Als ich am Anfang davon sprach, dass der Juso-Bundeskongress 1975 in Wiesbaden das Ende meiner Juso-Zeit markierte, war ich nicht ganz präzise.

Korrekt muss es heißen, dass dieser Kongress das Ende meiner überregionalen Juso-Tätigkeit (Bezirk, Land und Bund) bedeutete.

In Gelsenkirchen dauerte der Abschied etwas länger, und er war vielleicht auch noch um einige Grade schmerzhafter. Schon als ich für ein letztes Mal den Juso-Vorsitz übernommen hatte, war mir untergründig klar gewesen, dass es für mich und meine politischen Ansprüche in diesem Rahmen immer weniger Perspektiven gab. Hinzu kam: Um mich herum tummelten sich neue, frische Leute (Gott sei Dank), deren politische Sicht schon wieder anders war als meine.

Für diese war ich, so paradox es für einen damals Sechsundzwanzigjährigen klingen mag, schon so etwas wie ein Polit-Senior, der zwar anerkannt und geachtet, aber doch irgendwie und irgendwann abgängig war. Merkwürdigerweise hatte ich von mir genau denselben Eindruck! Ich war jetzt Mitglied des Stadtrates und stand kurz davor, näher an die Parteispitze heranzurücken – was u. a. auch bedeutete, dass ich mehr Verantwortung zu übernehmen hatte. Der frühere z. T. „spielerische“ Umgang mit der Politik, die berühmte „Leichtigkeit des Seins“ wich schleichend einem Bewusstsein darüber, dass Politik insgesamt eine verdammt ernste Angelegenheit ist.
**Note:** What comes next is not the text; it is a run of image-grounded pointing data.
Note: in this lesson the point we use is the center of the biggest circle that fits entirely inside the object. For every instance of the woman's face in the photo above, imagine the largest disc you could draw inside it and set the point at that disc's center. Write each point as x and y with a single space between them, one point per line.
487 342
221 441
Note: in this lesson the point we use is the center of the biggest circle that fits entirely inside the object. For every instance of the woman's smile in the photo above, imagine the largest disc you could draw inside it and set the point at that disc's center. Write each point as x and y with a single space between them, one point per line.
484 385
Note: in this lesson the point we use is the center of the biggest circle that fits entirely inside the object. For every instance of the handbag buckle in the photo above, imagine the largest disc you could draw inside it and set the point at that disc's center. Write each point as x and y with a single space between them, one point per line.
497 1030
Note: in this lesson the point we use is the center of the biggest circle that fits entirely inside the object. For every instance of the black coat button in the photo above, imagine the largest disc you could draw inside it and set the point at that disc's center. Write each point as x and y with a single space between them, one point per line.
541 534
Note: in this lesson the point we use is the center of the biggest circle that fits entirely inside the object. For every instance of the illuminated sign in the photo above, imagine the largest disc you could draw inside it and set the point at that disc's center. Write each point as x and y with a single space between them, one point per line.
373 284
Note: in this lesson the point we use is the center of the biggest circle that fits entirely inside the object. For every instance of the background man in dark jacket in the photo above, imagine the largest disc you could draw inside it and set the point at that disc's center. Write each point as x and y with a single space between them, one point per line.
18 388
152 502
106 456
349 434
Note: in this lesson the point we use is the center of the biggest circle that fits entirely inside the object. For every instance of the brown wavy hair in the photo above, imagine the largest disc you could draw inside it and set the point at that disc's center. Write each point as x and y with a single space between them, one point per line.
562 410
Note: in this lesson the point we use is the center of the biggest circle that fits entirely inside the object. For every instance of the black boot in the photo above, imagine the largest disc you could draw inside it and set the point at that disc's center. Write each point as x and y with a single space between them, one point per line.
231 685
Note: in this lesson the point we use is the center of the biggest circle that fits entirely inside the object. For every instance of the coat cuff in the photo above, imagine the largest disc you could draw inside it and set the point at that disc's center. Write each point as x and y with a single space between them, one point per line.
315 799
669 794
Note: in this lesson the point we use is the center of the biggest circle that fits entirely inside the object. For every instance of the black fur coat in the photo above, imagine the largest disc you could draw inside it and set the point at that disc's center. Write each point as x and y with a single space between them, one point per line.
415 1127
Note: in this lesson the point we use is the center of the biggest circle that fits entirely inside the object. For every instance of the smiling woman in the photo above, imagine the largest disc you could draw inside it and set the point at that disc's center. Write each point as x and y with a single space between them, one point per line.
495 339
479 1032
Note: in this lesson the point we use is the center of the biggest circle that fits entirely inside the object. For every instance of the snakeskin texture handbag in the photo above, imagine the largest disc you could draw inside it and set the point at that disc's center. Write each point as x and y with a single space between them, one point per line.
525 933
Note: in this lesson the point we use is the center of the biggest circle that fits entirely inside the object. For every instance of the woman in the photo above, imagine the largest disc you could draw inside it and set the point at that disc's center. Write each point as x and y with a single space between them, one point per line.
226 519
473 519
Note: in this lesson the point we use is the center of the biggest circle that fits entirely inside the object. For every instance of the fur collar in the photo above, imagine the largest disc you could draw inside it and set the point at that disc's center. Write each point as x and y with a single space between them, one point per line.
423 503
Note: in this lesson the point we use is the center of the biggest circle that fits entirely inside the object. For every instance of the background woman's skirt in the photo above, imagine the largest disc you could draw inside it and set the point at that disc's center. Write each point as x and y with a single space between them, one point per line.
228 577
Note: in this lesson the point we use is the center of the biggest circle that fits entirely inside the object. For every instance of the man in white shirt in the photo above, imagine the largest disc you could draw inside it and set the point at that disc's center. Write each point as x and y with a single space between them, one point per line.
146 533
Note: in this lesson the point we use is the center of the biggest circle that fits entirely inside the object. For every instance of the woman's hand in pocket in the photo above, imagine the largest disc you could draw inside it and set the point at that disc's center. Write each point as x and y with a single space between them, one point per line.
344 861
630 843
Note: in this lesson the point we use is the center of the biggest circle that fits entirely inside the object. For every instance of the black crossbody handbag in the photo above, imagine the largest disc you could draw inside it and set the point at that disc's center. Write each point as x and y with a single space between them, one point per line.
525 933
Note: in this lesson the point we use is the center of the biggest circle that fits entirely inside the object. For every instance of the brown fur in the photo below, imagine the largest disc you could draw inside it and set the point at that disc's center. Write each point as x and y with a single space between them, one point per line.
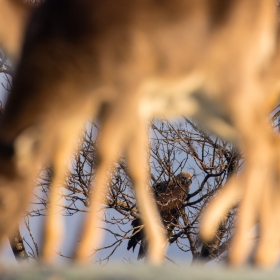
124 62
13 21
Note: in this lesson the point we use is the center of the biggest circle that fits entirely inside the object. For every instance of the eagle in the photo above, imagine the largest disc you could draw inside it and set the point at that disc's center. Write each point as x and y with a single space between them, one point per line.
170 197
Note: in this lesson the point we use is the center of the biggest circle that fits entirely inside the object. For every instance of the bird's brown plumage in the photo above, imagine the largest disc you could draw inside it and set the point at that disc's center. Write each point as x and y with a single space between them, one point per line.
170 197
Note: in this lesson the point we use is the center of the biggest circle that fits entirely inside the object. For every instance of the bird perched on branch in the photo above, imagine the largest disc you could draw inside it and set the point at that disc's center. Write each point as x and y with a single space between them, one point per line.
170 197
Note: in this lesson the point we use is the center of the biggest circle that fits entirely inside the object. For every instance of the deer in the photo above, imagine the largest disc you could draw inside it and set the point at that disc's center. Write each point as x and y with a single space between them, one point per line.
123 63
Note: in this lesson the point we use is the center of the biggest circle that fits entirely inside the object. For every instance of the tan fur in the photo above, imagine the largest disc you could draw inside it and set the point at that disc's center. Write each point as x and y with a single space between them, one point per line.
127 61
13 21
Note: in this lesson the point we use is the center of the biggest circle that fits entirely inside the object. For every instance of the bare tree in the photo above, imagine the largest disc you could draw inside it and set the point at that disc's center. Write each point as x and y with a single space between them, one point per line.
175 147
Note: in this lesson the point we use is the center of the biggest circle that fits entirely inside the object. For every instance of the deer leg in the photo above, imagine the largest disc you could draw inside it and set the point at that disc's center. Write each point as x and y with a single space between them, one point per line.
138 167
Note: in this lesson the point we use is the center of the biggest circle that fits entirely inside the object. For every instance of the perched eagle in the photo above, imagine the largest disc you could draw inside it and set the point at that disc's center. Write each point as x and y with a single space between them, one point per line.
170 196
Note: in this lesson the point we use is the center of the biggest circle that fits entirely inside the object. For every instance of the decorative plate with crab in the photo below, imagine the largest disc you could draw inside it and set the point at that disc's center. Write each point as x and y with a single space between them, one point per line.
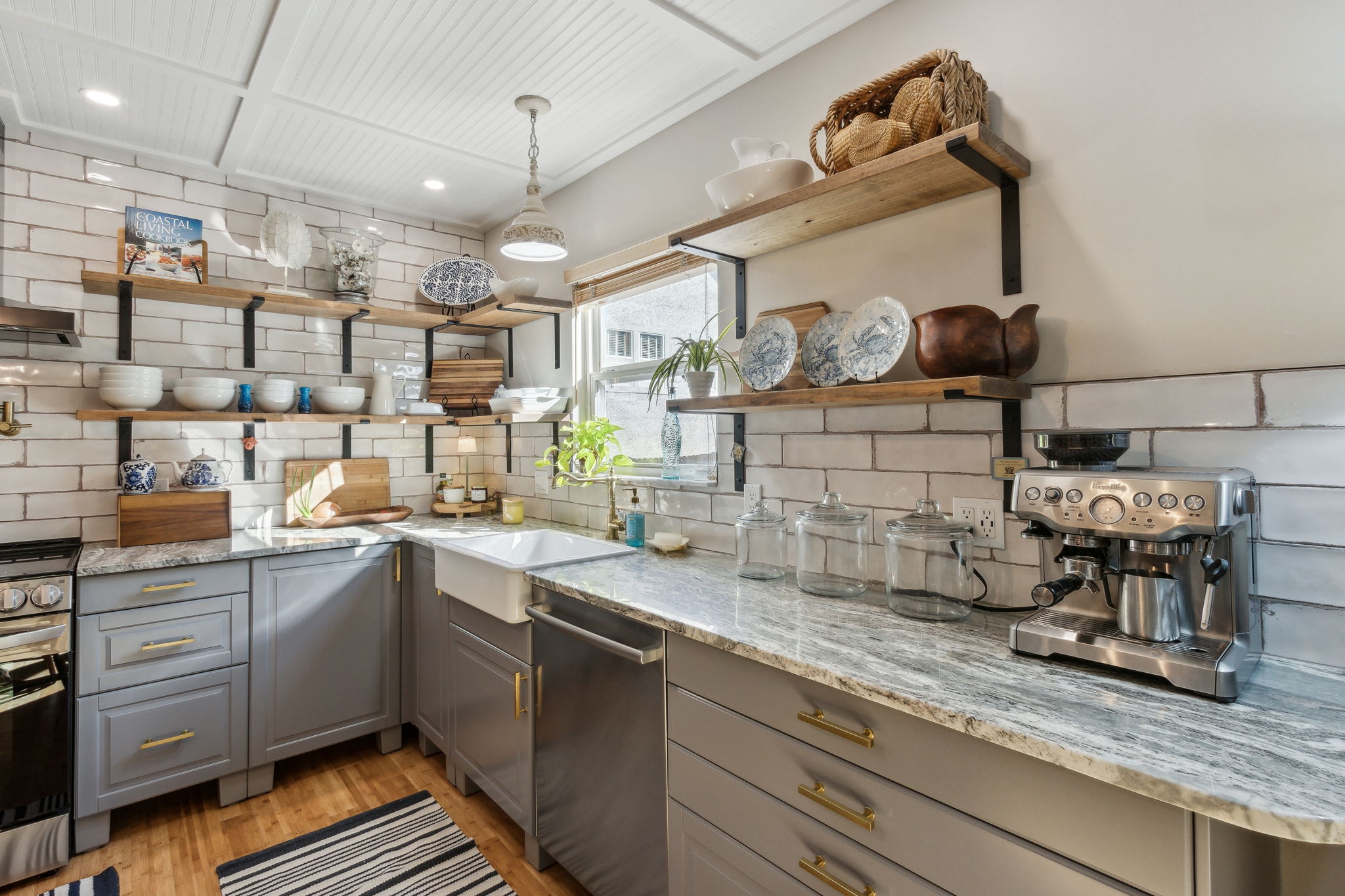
873 339
768 352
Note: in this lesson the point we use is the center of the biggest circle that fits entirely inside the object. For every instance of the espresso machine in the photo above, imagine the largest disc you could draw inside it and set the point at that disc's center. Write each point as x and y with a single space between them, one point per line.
1145 568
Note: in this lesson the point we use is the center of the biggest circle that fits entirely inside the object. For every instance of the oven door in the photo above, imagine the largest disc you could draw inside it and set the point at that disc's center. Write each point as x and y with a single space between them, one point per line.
35 708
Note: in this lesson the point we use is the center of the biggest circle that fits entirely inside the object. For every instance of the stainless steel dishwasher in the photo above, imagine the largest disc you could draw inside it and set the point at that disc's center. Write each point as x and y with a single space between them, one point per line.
600 746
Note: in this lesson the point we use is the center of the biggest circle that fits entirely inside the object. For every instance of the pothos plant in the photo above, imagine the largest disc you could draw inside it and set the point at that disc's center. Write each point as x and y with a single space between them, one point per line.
590 453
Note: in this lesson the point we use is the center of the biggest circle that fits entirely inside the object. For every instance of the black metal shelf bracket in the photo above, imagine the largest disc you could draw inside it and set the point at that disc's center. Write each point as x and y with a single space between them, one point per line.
346 341
1011 242
124 320
740 280
250 331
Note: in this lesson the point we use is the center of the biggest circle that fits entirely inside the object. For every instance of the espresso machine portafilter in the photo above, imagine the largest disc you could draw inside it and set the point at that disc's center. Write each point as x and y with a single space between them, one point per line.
1145 568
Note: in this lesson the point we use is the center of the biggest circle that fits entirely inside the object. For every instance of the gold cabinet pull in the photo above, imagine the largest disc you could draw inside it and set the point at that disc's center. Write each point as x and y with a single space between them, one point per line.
816 868
816 717
186 733
158 645
817 793
518 695
165 587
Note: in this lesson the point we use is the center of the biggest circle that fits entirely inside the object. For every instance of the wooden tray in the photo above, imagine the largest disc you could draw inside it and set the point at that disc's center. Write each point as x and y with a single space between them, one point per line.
361 517
160 517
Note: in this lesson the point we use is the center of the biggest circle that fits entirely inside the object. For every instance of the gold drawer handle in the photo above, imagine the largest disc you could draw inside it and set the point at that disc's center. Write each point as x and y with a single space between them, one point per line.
816 717
518 695
186 733
165 587
816 868
817 793
158 645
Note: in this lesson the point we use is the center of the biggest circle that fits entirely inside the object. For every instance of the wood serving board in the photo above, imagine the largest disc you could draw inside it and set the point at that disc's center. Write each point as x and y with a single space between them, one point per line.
460 382
803 317
160 517
359 484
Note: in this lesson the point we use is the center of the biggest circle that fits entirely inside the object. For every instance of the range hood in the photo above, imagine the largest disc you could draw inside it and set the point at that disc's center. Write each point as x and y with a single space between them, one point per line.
33 324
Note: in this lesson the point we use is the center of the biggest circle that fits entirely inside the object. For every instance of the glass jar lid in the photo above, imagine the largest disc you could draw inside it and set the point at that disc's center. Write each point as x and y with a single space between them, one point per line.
929 521
830 509
762 516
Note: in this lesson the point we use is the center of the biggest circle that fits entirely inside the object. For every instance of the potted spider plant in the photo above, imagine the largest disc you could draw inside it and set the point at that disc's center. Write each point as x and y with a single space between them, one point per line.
695 359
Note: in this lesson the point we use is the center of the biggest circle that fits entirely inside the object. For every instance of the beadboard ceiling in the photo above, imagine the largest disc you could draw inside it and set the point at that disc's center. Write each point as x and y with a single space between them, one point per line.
368 98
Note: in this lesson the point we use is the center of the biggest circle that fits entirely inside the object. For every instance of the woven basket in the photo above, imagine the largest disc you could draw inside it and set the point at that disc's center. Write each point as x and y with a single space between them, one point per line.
908 105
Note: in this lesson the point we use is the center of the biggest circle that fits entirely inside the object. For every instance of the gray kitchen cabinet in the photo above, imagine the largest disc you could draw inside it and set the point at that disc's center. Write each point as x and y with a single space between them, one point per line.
491 719
426 681
326 653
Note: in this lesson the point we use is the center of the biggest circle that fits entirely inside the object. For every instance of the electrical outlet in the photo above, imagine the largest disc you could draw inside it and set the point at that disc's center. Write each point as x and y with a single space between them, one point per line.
986 517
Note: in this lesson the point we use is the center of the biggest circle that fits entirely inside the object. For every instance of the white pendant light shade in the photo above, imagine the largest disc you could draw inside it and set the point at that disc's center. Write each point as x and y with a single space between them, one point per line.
531 237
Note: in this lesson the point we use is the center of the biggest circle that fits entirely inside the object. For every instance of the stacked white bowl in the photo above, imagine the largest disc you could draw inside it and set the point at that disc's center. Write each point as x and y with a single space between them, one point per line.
131 389
205 393
338 399
275 395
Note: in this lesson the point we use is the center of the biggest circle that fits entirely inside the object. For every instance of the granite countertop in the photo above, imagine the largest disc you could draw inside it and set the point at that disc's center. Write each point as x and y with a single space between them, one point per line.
1273 762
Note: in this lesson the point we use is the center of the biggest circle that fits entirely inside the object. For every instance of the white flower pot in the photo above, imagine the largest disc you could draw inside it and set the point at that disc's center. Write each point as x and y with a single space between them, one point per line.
699 383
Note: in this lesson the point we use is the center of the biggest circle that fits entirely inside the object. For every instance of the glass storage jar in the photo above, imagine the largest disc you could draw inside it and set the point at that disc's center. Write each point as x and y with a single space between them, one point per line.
930 566
761 543
833 540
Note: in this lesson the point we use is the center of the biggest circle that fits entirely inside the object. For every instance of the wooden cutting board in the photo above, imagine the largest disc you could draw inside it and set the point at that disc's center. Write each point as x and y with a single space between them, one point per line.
358 484
460 382
160 517
803 317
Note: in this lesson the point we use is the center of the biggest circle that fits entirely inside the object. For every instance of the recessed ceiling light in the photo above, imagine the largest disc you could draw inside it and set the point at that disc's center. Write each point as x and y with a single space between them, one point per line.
101 97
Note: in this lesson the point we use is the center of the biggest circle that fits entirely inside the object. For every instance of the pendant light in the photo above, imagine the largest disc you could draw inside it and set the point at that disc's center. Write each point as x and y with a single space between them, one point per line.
531 237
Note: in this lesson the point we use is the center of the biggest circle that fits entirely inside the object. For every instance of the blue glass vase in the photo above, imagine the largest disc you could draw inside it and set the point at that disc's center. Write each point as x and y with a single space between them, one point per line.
671 442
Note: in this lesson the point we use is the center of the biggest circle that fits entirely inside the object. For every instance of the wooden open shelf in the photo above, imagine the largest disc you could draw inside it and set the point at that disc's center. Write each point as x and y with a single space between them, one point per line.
254 417
923 175
911 393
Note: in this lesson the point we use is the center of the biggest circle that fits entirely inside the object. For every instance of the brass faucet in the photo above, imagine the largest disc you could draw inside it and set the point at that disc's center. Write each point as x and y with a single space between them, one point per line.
9 426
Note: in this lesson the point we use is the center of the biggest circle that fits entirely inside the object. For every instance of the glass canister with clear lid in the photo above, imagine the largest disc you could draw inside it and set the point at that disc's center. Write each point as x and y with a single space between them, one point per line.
761 543
833 548
930 566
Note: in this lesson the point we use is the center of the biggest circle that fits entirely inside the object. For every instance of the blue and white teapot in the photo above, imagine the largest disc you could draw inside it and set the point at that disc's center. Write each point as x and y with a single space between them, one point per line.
137 476
202 473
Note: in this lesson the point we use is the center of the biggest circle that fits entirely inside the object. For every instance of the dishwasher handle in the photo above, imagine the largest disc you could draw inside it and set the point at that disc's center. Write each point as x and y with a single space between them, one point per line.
626 652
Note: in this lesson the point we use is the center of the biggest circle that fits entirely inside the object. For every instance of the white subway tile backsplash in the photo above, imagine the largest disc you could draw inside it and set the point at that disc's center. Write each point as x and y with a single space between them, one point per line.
1184 402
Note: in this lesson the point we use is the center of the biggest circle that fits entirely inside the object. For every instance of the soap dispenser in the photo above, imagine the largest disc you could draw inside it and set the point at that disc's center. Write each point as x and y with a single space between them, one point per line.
635 522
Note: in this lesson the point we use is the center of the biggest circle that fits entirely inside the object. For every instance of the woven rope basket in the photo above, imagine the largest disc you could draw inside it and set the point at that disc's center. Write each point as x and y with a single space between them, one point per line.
908 105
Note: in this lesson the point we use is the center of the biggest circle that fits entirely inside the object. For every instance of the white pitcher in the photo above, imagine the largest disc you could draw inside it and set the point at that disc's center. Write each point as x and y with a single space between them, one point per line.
752 151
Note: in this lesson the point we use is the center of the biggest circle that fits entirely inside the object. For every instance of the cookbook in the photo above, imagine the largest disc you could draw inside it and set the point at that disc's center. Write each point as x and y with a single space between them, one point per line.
163 245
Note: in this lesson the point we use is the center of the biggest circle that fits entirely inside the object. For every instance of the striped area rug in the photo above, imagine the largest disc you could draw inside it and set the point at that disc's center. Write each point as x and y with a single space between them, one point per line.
407 848
105 883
Ich spürte plötzlich das Eingebundensein in verschiedene Loyalitäten, die nicht unbedingt deckungsgleich waren. Kurz: Ich musste mich entscheiden. Wollte ich „Berufsjugendlicher“ bleiben, oder wollte ich in politische Bereiche vorstoßen, in und mit denen weit mehr Gestaltung möglich war als bei dem, was ich bisher gemacht hatte? Offen gesagt, die Entscheidung fiel mir nicht schwer, denn ich hatte mittlerweile schon so viel von „echter“ Politik mitbekommen, dass ich dort unbedingt einsteigen wollte – wobei ich faktisch ja bereits eingestiegen war. So kam es, wie es kommen musste und auch sollte.

Der Generationenwechsel, der sich schon etwas länger, aber unspektakulär in den Arbeitsgemeinschaften der Juso-Organisation vollzogen hatte, trat im November 1976 durch die Wahl des neuen Unterbezirksvorstands der Jungsozialisten offen zu Tage.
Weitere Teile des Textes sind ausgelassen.